The meeting which is the second in the series to be organised this year is on the theme: “The Economy and Prospects for Business Confidence.”
Mr Kenneth Ashigbey, Managing Director of GCGL, said the event comes at a time when business sentiments on the economy are dim due to current challenges which include the depreciating of the cedi, energy crisis and rising cost of finance.
He said the meeting was therefore, expected to give speakers and participants the opportunity to suggest ways that the country could reverse the tide, to be able to raise economic growth.
Mr Seth Terpker, Minister of Finance, said key measures aimed at restoring fiscal and external stabilities continue to be implemented by government as part of its medium-term plans to get the economy back on track.

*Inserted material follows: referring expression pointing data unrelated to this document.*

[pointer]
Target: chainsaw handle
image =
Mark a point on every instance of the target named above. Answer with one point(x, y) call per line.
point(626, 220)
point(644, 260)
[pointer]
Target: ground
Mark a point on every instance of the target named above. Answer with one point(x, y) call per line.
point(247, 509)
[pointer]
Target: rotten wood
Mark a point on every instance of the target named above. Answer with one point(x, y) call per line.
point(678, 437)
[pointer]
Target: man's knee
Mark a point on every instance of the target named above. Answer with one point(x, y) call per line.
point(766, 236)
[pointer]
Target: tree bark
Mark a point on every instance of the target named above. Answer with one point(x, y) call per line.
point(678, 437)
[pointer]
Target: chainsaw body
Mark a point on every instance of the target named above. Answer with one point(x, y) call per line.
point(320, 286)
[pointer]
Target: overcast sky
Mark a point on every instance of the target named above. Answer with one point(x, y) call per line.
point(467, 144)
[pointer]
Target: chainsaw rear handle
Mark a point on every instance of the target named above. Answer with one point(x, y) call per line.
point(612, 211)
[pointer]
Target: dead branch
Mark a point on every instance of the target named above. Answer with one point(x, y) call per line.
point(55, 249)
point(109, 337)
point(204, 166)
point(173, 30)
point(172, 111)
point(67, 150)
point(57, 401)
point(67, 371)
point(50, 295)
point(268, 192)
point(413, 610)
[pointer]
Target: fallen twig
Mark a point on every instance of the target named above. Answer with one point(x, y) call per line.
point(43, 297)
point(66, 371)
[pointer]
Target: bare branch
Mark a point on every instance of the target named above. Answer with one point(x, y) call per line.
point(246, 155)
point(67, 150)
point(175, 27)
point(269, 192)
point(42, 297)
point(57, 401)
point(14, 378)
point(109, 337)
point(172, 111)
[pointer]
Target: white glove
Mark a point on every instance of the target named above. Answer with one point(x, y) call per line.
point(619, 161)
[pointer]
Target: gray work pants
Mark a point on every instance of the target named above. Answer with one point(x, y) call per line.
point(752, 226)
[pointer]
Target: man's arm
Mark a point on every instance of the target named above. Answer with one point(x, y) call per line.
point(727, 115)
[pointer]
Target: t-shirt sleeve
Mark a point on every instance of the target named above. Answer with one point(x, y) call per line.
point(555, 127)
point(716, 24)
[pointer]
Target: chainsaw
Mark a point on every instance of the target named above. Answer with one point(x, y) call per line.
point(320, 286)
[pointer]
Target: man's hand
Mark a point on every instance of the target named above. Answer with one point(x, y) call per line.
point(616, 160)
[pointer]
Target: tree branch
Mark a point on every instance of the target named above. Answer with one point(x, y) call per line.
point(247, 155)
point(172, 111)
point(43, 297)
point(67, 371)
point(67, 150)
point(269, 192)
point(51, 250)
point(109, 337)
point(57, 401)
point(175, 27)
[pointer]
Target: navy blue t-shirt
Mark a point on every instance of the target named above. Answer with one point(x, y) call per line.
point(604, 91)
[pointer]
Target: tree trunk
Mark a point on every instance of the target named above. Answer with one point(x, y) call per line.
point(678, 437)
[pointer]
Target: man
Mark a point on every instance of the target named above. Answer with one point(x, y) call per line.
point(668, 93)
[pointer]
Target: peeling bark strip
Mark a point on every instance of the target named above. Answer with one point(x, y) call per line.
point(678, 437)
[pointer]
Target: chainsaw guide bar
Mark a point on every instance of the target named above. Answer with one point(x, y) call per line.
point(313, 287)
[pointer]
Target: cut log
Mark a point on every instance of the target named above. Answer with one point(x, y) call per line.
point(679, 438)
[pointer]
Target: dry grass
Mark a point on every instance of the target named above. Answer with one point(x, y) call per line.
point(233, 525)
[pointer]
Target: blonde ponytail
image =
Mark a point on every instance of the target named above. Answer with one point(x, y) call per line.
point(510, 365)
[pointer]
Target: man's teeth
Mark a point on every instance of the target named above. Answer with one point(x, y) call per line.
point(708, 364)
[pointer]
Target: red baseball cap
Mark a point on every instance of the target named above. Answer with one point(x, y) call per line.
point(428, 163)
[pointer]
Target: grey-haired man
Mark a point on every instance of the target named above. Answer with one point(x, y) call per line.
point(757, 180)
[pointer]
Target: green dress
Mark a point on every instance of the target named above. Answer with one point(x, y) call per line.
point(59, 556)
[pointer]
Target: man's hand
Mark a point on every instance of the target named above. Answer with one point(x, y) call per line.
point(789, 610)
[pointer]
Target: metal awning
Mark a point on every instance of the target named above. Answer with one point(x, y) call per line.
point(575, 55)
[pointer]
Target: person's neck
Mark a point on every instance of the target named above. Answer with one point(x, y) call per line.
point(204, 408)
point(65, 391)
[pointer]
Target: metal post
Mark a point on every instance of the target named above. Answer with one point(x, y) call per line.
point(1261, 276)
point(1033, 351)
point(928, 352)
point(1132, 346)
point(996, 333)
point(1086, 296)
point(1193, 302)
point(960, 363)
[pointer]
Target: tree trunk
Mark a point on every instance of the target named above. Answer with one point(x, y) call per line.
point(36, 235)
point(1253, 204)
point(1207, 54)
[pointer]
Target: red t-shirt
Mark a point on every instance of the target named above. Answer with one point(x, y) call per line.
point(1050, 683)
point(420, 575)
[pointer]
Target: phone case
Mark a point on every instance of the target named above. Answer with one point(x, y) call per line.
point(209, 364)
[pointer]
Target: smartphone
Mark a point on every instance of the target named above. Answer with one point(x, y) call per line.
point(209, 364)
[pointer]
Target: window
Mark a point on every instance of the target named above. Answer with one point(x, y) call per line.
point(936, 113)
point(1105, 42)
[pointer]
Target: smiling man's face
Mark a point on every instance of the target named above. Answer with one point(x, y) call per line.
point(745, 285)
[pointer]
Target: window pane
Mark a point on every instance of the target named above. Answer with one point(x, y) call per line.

He said the gains made so far have been challenged by the setbacks in commodity prices on the global arena, which saw a fall in the prices of gold, cocoa and crude oil - major sources of Ghana’s foreign exchange.
He said the current energy deficit and inflation increases has not only affected the cost of doing business, but has also resulted in revenue shortfalls, resulting in a decline in the general economic output.
Mr Terpker said government is currently embarking on a number of interventions including an export-led growth strategy in accordance with Ghana Shared Growth Development Agenda II and the provision of incentives for private sector growth and development to help boost revenue.
Mr James Asare-Adjei, President of the Association of Ghana Industries, urged government consider key factors such as: policy credibility and consistency, a stable macro-economic environment for planning, ensure availability of sustained power supply and vigorously pursue policy interventions that would address the numerous macro-economic crises.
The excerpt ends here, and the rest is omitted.